Cassoulet: The Quilt of Cooking

Feature Stories Fall 2012 Issue

Cassoulet: The Quilt of Cooking

By Jessica Luhning | Photos By Jim Klousia and Eric C. Snowdeal III 0

Pork

In my effort to source pork and make new farm friends, I decided to reach out to Vince and Dawn Hundt, owners of Poplar Ridge Organic Farm and St. Brigid’s Meadows. The latter they co-operate with a sweet, young farm couple, Jason and Kristin Blankenheim.

Twenty miles northwest of Viroqua on Poplar Coulee Ridge, the Hundt Family has been “farming gracefully” since 1978. They primarily focused on dairy and grassfed beef until they purchased a second certified organic farm in 2006, St. Brigid’s Meadows. Here a herd of 50 Jersey cows, rotationally grazed on 60 acres of certified organic pasture, produce more than 100 gallons of fresh milk every day of the year. In addition, laying hens, pastured poultry and pastured Yorkshire and Red Wattle hogs each play their part in creating a healthy and balanced farm ecosystem.

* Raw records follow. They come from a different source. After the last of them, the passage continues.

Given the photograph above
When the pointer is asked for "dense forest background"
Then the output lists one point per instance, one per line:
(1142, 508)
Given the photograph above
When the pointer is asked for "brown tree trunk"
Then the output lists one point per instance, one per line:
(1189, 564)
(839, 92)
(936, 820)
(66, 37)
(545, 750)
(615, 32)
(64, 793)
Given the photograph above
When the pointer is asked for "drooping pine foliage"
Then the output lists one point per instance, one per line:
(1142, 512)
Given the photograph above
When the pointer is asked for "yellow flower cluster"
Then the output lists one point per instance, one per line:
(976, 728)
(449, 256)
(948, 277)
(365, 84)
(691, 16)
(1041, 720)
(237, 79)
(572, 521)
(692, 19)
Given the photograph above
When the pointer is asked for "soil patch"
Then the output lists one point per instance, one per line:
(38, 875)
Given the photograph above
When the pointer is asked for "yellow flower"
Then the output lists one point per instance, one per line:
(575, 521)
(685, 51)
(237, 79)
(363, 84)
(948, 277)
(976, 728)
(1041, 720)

True farmers to the core, the Hundts and the Blankenheims work tirelessly to maintain not just one but two thriving farms with genuine commitment to sustainable business ethics and land stewardship. Their high-quality, full flavor pork is a testament to their hard work.

Lamb

For the lamb I knew just who to call: our friend Bonnie Wideman. Bonnie and her partner, Craig Scott, care for 160 acres of the most beautiful land the Driftless has to offer—rolling green pastures with native grasses, mixed hardwood forests and oak savannahs, and clear, cold springs. Pine Knob Farm, 13 miles southwest of Viroqua, is certified organic and permanently protected with a Mississippi Valley Conservancy easement prohibiting future development, mining, pesticides or herbicides, and restricts the land use to no more than 5 percent in row crops.

Bonnie and Craig manage a herd of 24 Hereford-Red Devon mix beef cows (including one large Red Devon bull by the name of “Fuzzy Bear”) and 200 Katahdin sheep, a breed from north central Maine with high resiliency and low-input management needs.

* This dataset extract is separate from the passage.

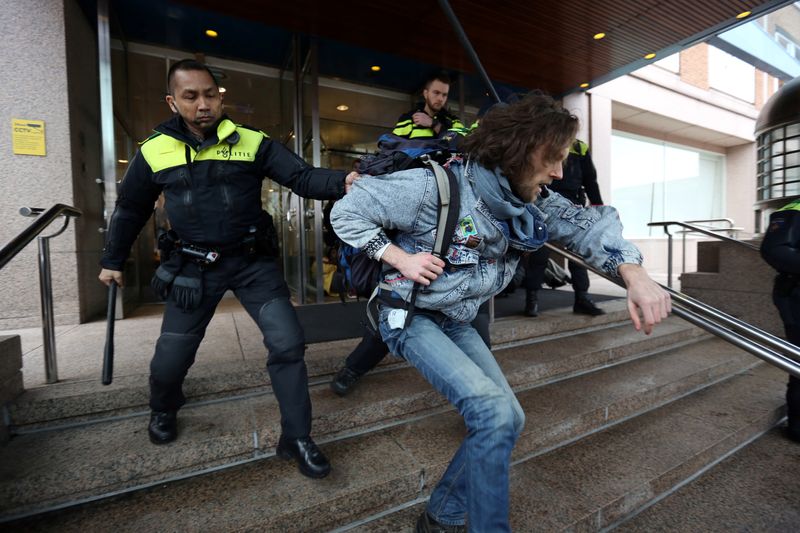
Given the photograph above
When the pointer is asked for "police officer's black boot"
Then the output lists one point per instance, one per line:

They commit to raising only enough animals that the land can support. They are able to accomplish this through pasture improvement efforts and growing all of their grain requirements on the farm. According to Bonnie, “It’s all about the health of the land. The health of the animals will follow.” Their hard work and dedication is evident in the outstanding taste of their lamb—a true representation of what the land can offer when cared for responsibly.